A guide to the acronyms used in this blog post:
OSFM – one-size-fits-most | MCN – modern cloth nappy
Have you ever wondered how on earth parents manage to use cloth nappies with twins, triplets, quads… more?? We asked some twin mummas for their best tips on using cloth and they had some great ideas to share. If you use cloth nappies with your multiples, either full time, part time or just occasionally, we’d love to hear from you about what worked and what didn’t. Pop over to our Facebook page and share your story.
Oh and if you’re after some inspiration, the Weaver family has some for you!
“I have 12 month old twins and didn’t start using cloth till they were about 3 months. I started with 20 cheap nappies and a vague idea of how to wash them. It’s cost effective and really doesn’t increase workload from one child.”
“I have 2 month old twins, and a 20 month old. We used cloth from birth with our eldest, and have been using cloth nappies on our twins since they came home. We used a mix of newborn nappies, and are now starting to use OSFM on the larger twin. We have been washing daily, and have found we need a lot of nappies! We go through 15-20 per day for the twins). Prefolds are working best here, and also dry fast, so you don’t need as many. My boys were 2.5 and 3 kg when they came home, and are now 4.6 and 4 kg.
We also did elimination communication (or infant potty training) with our first and are trying it with our twins too. Essentially, just holding them over a sink/toilet after feeds and when they look like they are trying to poop. Saves on nappies and washing if it goes straight down the drain.
OSFM really only start to fit at 4 or even 4.5 kg. You can purchase newborn sized MCNs, but they are often expensive and aren’t useful for long. Another option would be to get newborn nappies second hand, or use flats and a cover. The old style terry toweling flat nappies can be folded to fit any shape and are also good for containing newborn poops.”
Cathy Q Wu
“We did cloth with twins from about 3 months, as that’s when their OSFM fitted. Looking back now I wish I had bought newborn size for those first 3 months as we spent a small fortune on preemie size nappies at $1 each!”
“I had my twins first and wanted to cloth but found them all much too bulky for their tiny little bottoms and as they were heavy wetters at night, the amount of boosting I needed meant their legs were pointing up in the air, so essentially they were upside down. I’m now doing cloth and finding the bamboo prefolds the trimmest (flattest) night boosting. I would definitely recommend trim nappies as I couldn’t figure it out back then and became disenchanted untiI my fifth and sixth baby.”
“My babies were 7 weeks premature. They didn’t fit into OSFM until they were 3.5 months old or 7 weeks adjusted. A lot of twins are born small compared to singleton babies. I would recommend getting some prefolds and covers for those first few weeks or if you prefer get some small or newborn size MCNs. I have 32 nappies for twins, washing every day.

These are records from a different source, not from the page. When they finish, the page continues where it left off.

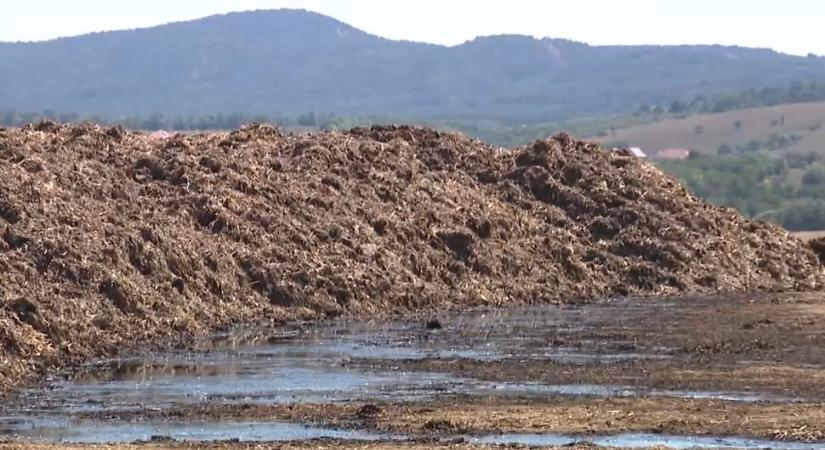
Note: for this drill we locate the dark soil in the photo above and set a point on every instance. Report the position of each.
(112, 239)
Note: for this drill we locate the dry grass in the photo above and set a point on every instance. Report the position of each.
(809, 235)
(803, 119)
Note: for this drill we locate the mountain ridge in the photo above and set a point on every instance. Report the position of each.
(294, 61)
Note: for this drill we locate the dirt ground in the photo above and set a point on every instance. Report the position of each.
(772, 345)
(319, 445)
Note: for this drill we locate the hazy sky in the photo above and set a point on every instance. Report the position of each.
(791, 26)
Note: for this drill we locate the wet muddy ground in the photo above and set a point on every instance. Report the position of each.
(733, 372)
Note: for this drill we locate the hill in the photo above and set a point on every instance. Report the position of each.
(788, 128)
(288, 62)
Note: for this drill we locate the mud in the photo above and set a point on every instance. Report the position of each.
(484, 377)
(112, 240)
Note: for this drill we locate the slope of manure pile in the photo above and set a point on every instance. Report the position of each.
(112, 239)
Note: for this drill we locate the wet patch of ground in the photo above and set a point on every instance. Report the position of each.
(706, 372)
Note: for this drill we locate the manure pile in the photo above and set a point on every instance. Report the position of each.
(113, 239)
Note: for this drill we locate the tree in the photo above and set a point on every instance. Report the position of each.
(725, 149)
(677, 107)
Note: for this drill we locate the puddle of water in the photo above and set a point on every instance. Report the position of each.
(642, 440)
(92, 432)
(296, 366)
(606, 390)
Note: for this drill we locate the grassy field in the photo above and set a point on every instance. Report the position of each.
(809, 235)
(803, 130)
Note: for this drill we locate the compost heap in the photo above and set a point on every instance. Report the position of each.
(114, 239)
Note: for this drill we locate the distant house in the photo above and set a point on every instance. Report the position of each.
(637, 152)
(672, 154)
(160, 135)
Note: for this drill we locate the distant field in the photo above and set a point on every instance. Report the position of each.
(707, 132)
(809, 235)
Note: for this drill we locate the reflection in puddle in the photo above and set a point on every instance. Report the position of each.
(90, 432)
(320, 366)
(642, 440)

Most twin mums I’ve spoken too agree that mornings are a wipeout especially when you have other children as well. Getting everyone up, changed and fed is a huge task. So if you have to wash and hang out nappies it often doesn’t get done until later in the day. Everything dries pretty quickly in the warmer months, but in winter it’s not good enough. So I think its best to wash and hang out at nighttime. Those portable clotheshorses are awesome. You can hang them straight from the machine and then all you have to do the next morning is pop it outside. Believe me, not having to rush to peg nappies out first thing in the morning makes a huge difference. The clotheshorse is great too because you can move it around so that it’s in the sun all day and quickly move it under cover if the weather turns bad.
A lot of twins come premature. Prem babies are more prone to sensitive skin. If you can use cloth nappies and wipes right from the start, their precious skin never gets exposed to those nasty chemicals and has a much better chance of staying problem free. I used disposables for the first few months and it wrecked my girls’ skin. If I could go back, I’d do cloth right from the get go.”